The halting of monsoon has caused apprehensions in the farming community over the prospects of kharif sowing, in north and north-west India.
Meanwhile, IMD on Thursday predicted “very heavy” rainfall over Kerala, Karnataka, Tamil Nadu and Maharashtra over the next five days. It said the sky will be generally cloudy in Mumbai, with possibility of moderate-to-heavy rains. It also observed that monsoon has advanced into more parts of Vidarbha, Chhattisgarh, Odisha, Bay of Bengal, West Bengal and Bihar.
Skymet added: “Monsoon progress on the western side may remain slow and sluggish. The state of Gujarat will witness the true colour of the monsoon in the fag end of the month, between 26th and 29th June. Overall, it could be a repeat of last year, when the monsoon covered the entire country, ahead of its schedule.”
Though the weather forecaster sees a somewhat skewed pattern of rain distribution, with some of the paddy-growing areas in east and north India poised to receive below-normal rains, the mostly rain-fed “monsoon core zone” in central India has been predicted to witness above-normal precipitation.
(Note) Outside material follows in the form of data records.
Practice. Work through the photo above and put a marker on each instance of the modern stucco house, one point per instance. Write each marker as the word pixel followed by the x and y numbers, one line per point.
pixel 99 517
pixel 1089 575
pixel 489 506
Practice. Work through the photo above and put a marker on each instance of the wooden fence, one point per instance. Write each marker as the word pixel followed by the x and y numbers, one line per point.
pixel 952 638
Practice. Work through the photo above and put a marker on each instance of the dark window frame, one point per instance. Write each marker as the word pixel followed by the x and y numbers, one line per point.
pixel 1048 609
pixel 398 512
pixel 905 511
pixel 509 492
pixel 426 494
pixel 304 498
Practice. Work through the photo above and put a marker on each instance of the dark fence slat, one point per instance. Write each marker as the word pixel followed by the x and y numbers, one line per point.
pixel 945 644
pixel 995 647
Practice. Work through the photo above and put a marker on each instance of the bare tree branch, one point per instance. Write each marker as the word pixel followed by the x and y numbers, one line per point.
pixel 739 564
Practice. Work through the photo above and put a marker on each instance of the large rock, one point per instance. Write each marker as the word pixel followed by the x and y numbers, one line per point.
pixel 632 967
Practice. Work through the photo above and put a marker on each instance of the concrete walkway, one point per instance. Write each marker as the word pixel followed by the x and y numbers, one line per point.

This augured well for the agriculture sector which saw a 4.4% annual decline in output (gross value added) in the 2023-24 crop year (July-June), after a steady rise witnessed for six straight years.
The finance ministry subsequently stated that the forecast of above-normal monsoon in 2024 boded well for a good harvest, easing inflation concerns.
On Wednesday, a Reserve Bank of India (RBI) paper said, the prospects for agriculture are brightening with the early landfall of the southwest monsoon. “Headline inflation is gradually easing, driven by sustained softening of its core component, although the path of disinflation is interrupted by volatile and elevated food prices,” it said.
“The fact that the ongoing disinflation is being driven by the softening of the core component of consumer price index (CPI) inflation to a new low validates the stance of monetary policy. As long as food price pressures persist, however, the goal of aligning inflation with its target remains a work in progress,” the paper added.